Adaptive Trend Following The Secret To Success For DG Partners
“The report of my death was an exaggeration,” said Mark Twain upon discovering a rumour that he had met his demise whilst in London in May 1897. If trend-following were to become personified, it might say the same thing.
The Societe Generale Prime Services and Clearing Trend Index has delivered positive gains in the past two calendar years, something that it hasn’t achieved since 2014-15. The broader Barclay CTA Index, whose constituents comprise a significant number of systematic trend-following programs, also delivered consecutive years of gains in 2019 and 2020, something that hadn’t happened since the pre-GFC era. Trend-following disciples have had a hard time justifying their beliefs in the past decade or so, something that David Gorton, Chief Investment Officer at London-based systematic investment firm DG Partners, acknowledges.
“We went through a regime shift post-GFC. When QE2 came in 2010, the intention was to suck volatility out of markets, which central banks did spectacularly well. In broad volatility suppression regimes like we saw in much of the last decade, lots of markets just start range trading. That makes trend following very difficult, and that’s certainly been the case since the GFC,” he said.
In order to deliver positive returns, many managers of trend-following-based strategies tweaked some of their models to implement a longer holding period so as to negate the choppiness of sideways market moves and reduce transaction costs, a significant alpha sanitiser that is par for the course for systematic trading products. Still, the noise in markets persisted, diluting the trade signals generated by the systems. Some managers added mean reversion strategies, something Gorton also looked at but didn’t see a persistent opportunity in; instead, DG Partners developed a new model which Gorton calls ‘Conviction’, where positions are taken only when the model has a higher conviction in a trend, something that, in sideways-moving markets, also requires a different approach to risk allocation.
“If you’re only in markets in the belly of the trend, you are going to be in less frequently, so you can’t have the static approach to risk allocation that you might in classical trend following,” said Gorton. “We’ve built a dynamic risk allocator that measures trend efficiency across sectors and markets to identify markets that have the smoothest trend.”

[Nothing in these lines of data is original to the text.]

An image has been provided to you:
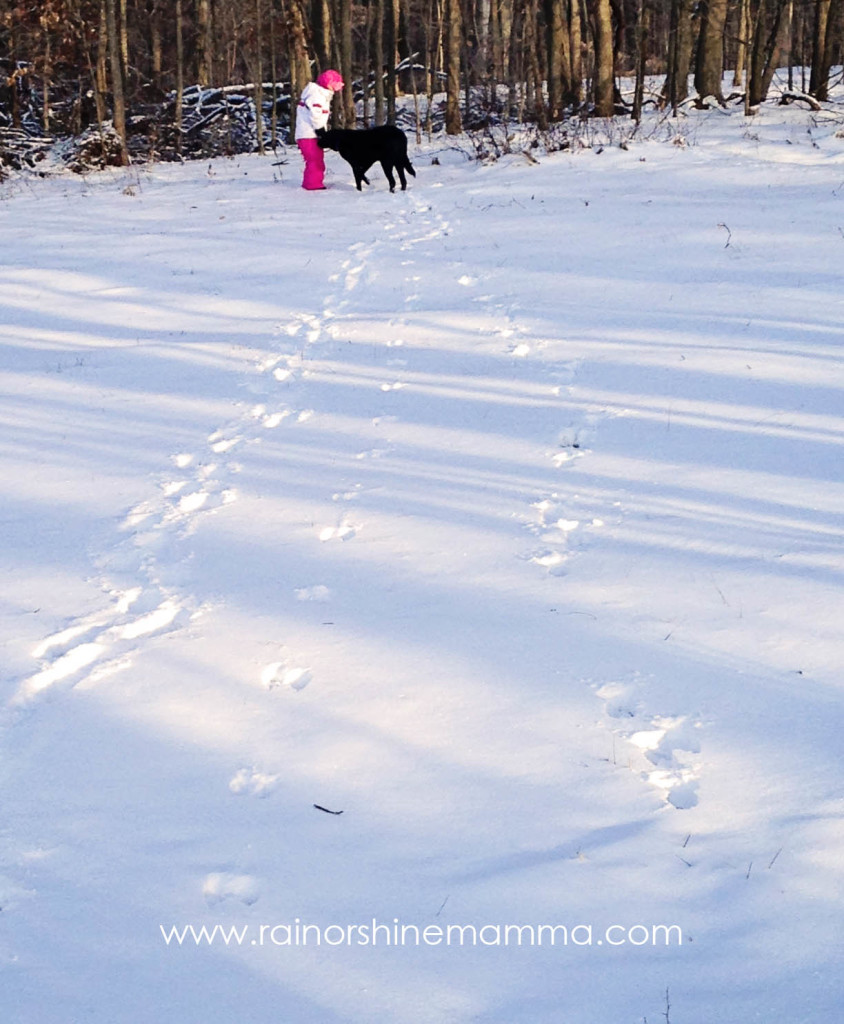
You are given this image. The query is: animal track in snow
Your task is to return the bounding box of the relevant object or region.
[261,662,311,690]
[595,682,702,810]
[529,494,603,575]
[11,587,198,707]
[320,519,361,542]
[228,768,281,798]
[202,871,258,906]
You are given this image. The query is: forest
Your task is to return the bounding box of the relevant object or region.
[0,0,844,167]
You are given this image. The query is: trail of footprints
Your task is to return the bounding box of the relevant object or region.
[595,682,702,810]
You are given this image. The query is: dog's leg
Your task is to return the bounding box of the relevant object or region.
[381,160,395,191]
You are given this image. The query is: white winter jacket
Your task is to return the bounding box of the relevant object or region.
[296,82,334,141]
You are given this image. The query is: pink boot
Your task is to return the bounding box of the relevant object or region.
[297,138,326,191]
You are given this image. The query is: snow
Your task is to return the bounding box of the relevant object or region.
[0,97,844,1024]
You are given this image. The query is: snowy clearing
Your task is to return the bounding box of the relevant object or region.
[0,97,844,1024]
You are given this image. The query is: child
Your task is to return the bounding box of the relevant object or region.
[296,71,343,189]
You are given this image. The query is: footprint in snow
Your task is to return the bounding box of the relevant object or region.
[320,519,361,543]
[202,871,259,906]
[595,682,702,810]
[228,768,281,799]
[261,662,311,690]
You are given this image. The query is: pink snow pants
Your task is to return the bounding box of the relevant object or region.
[297,138,326,190]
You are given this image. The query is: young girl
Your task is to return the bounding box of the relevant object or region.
[296,71,343,189]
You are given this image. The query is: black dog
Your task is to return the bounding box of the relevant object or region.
[317,125,416,191]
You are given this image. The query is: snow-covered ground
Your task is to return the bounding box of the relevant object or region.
[0,97,844,1024]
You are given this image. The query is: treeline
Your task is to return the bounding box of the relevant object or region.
[0,0,844,160]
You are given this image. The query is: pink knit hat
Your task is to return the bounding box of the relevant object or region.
[317,69,344,92]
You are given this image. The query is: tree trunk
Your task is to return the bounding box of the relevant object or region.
[746,0,788,106]
[197,0,213,86]
[286,0,310,139]
[254,0,264,156]
[545,0,571,121]
[732,0,753,88]
[524,0,548,131]
[336,0,356,128]
[809,0,842,100]
[694,0,727,103]
[809,0,832,98]
[662,0,695,114]
[633,0,650,124]
[373,0,386,125]
[594,0,616,118]
[106,0,129,159]
[567,0,583,108]
[176,0,184,156]
[444,0,463,135]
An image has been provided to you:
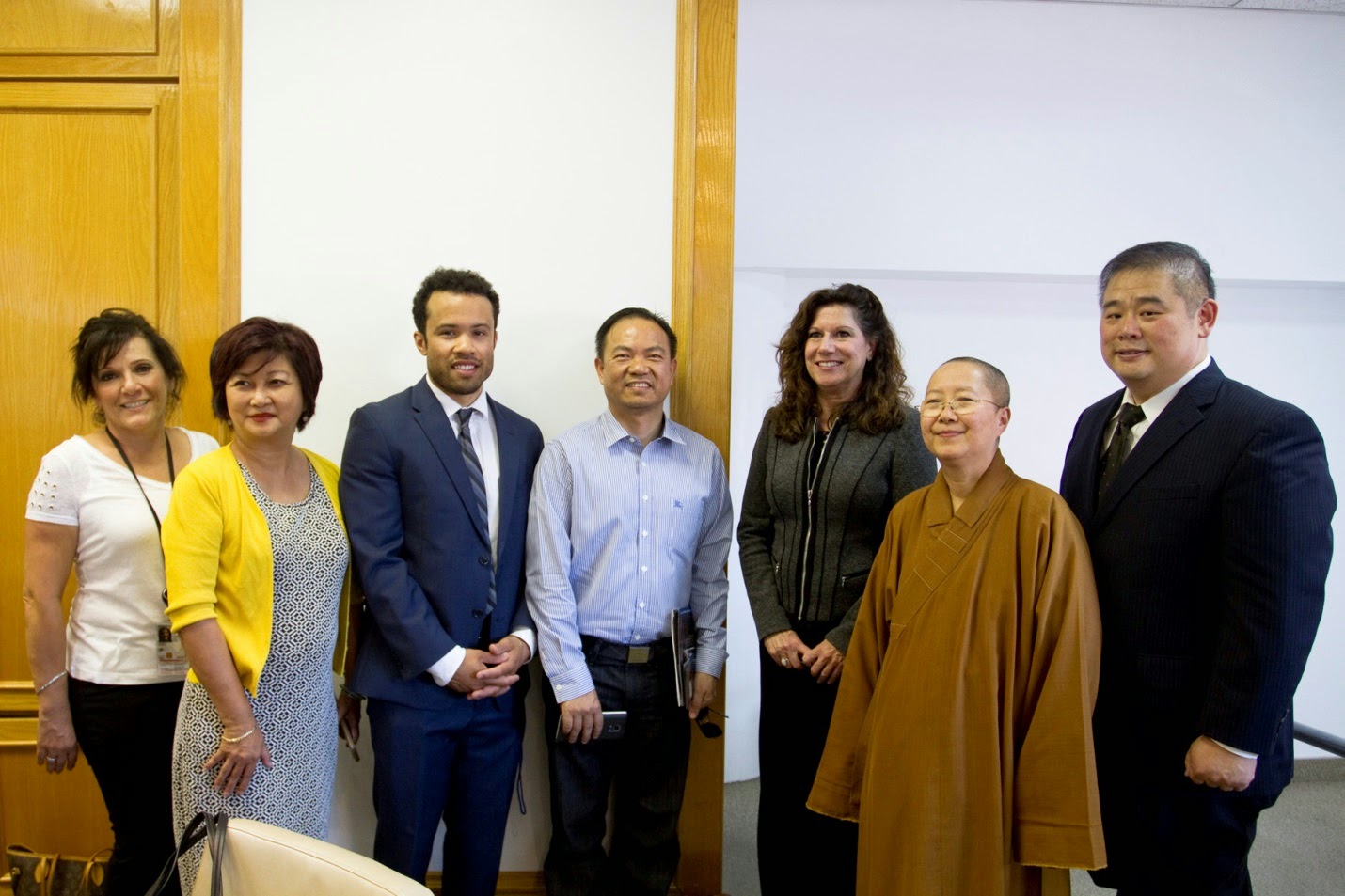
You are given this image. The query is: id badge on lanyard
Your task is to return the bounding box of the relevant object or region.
[156,625,187,675]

Not content with only layering the Conviction algorithm on top of the firm’s core medium-term classical trend strategy, DG Partners has also added another strategy called Topology into its program. Topology Trend aims to detect pockets of increased stability in the market price action before entering a new market; the firm has been trading it with small amounts of capital for the past few months. The two new strategies have been gestating for a while; Gorton’s firm’s approach to adapting their core trend-following program has been of the ‘slow and steady’ variety due to concerns about doing too much, too soon. Consequently, risk is dynamically allocated to the three programs, with allocations to new strategies starting small; Topology has the smallest allocation because it has only been added to the broader program recently.
“Innovation is sexy and interesting and investors like hearing about it. Yes, you have to innovate, but we like to do it very selectively, very slowly and transparently. We enter into long periods of testing and we run them with relatively small allocations of real money for a bit so that we can gain confidence that our testing was right,” he said.
Many commentators suggest that the global economy is about to enter into a new inflation regime. Talks of a commodity supercycle, and stimulus packages - at least those from the U.S. Government - factor into suggested higher demand and thus higher prices (if supply doesn’t catch up to demand, of course). Trend following strategies don’t take positions based on opinions, but U.S. Federal Reserve Chair Jerome Powell’s announcement that the Fed would move to a new inflation policy could provide further tailwinds for trend.
“Last year’s move to a new financial regime with average inflation targeting is interesting. If inflation does indeed rise then we will start seeing some aggressive trends – sustained higher inflation is awful for equities, for example,” said Gorton.
Higher inflation may not be in store for global economies, of course. Whether it is, or not, doesn’t matter to a trend follower like Gorton; what does matter is that, regardless of the prevailing economic and/or geopolitical situation, a successful trend following strategy is one that doesn’t stay still.
“We want to stick to being a trend follower, but that doesn’t mean it has to be the classical way. Markets are open systems. The past is never quite the same as the future,” said Gorton. “To be a successful trend follower, you’re going to need to be the right kind of trend follower – that’s an adaptive one.”